Saturday, May 15, 2010

Which Politician Will Fall next?

Voters are in a surly mood this year. Familiarity breeds contempt, and familiar faces become stale. Voters will be imposing term limits this year.

Incumbency and career politician may become, like TARP, a 4 letter word.

Pennsylvania and Virginia voters threw out incumbents, at the state and Congressional level, in the past decade – incumbents who seemed more interested in entrenching and enriching themselves than representing the people.

Some saw the writing on the wall, and fell on their own swords.

Leaders of this pack include Senators Chris Dodd (6 years in the House and 30 in the Senate) and Bryan Dorgan (12 House and 18 Senate), and Representatives Bart Stupak, David Obey (elected to Congress in 1969), Bart Gordon (26) years, and Eric Massa.

Congressman John Murtha (36 years in Congress) avoided this fate by dying from complications following surgery. It may have been medical malpractice that killed him, although ethical issues were catching up to him. He wasn’t as quick as he used to be.

Senator Robert Bennett (18 years in the Senate) and Congressman Alan Mullohan (36 years in Congress) fell in the primary season. They won’t be the last.
Others, such as Governor Jon Corzine, were shown the door. Attorney General Martha Coakley, the anointed one in Massachusetts, lost the Kennedy seat.

Some are dead men walking, but are in denial, such as Harry Reid, Arlen Specter, Michael Bennett, Charlie Crist.

Senator Blanche Lincoln is stuck between Scylla and Charybdis, the primary challenge Tuesday from the far left and the general election in November, from the right.
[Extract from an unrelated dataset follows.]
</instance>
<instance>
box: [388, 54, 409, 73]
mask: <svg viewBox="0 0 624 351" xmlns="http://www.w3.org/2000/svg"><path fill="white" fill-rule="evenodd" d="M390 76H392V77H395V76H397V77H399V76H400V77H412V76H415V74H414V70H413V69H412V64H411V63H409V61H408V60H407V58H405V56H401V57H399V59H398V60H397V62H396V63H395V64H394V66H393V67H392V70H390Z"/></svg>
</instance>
She won’t survive.

Congressman Jim Matheson faces the same hurdles in Utah. It didn’t help that he was apparently trading a vote for the President’s Health reform plan in exchange for a federal judgeship for his brother, although he did vote against the final bill.

Senator Barbara Boxer (first elected to Congress in 1982) is on the endangered list.

Long term House barons, such as Ike Skelton (33 years in Congress), are out of touch with their districts. Congressman Skelton did not help his case last October by telling a Republican Congressman from Missouri to “stick it up your ass.”

The host of new, conservative Democrats elected over the past 4 years, who turned liberal this past year, can pack their bags. Landslide Tom Perriello (727 vote margin) is history. To quote Bob Dylan, “it’s all over now Baby Blue.”

Those who flipped on either health care or abortion are endangered. Congresswoman Suzanna Kosmas may be retiring home to Florida sooner than she expected.

Senator Specter (30 years in the Senate) has, of course, conveniently flipped on almost everything, except himself.

Senator John McCain (first elected in Congress in 1982) is suddenly against immigration reform, at least in the Arizona Republican primary.

Congressman Alan Grayson is hopefully on the list.

If the African Americans in Harlem are as fed up with their corrupt Representative Charles Rangel (40 years in Congress) as were the African Americans in New Orleans with the indicted and convicted William Jefferson, then Congressman Rangel (40 years in Congress) will lose the primary to Adam Clayton Powell IV. However, Vietnamese American Congressman Joseph Cao will probably not be reelected in his heavily Democratic District. Little Saigon is in Orange County, not Louisiana.

Even rock hard, elected for life Democrats in Massachusetts, such as Representative Niki Tsongas, are running scared. Politicians for life, such as the once and perhaps future Governor Of California, may lose their last campaiogn this November.

To quote my favorite Chinese curse: "May you live in interesting times."